Figure 2.

Kinetics of intracellular uptake (a) and effect of different concentrations and durations of enisamium treatment on dNHBE cells prior to influenza A/Brisbane/59/2007 (H1N1) virus inoculation (b). (a) Enisamium (2000 µM) was added to the basal compartment of uninfected dNHBE cells. The cell lysates were collected at 0.25, 0.5, 1, 2, 4, 8, and 24 h after exposure for determination of intracellular drug concentrations. (b) dNHBE cells were pretreated with enisamium (100, 500, or 1000 µM) 24 h prior to inoculation with influenza A/Brisbane/59/2007 (H1N1) virus (MOI of 0.001 PFU/cell).
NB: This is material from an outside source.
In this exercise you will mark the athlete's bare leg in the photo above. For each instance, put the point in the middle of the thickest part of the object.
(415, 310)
Enisamium was maintained in the basal compartment throughout the experiment. Oseltamivir carboxylate (final concentration, 1 µM) was added to the basal compartment 1 h before virus inoculation and remained for 24 or 48 h. The time of viral inoculation is indicated as 0 h. Supernatants were collected 24 (black bars) and 48 (gray bars) hpi, and virus titers were determined in MDCK cells by the TCID₅₀ assay at 37°C and expressed as log₁₀TCID₅₀/ml. Statistical significance was tested by comparing to virus-inoculated untreated NHBE cells by unpaired Student's t-test (*denotes P≤0.05 and **P ≤ 0.01 (as determined by unpaired t-test). TCID₅₀: 50% tissue culture infectious dose.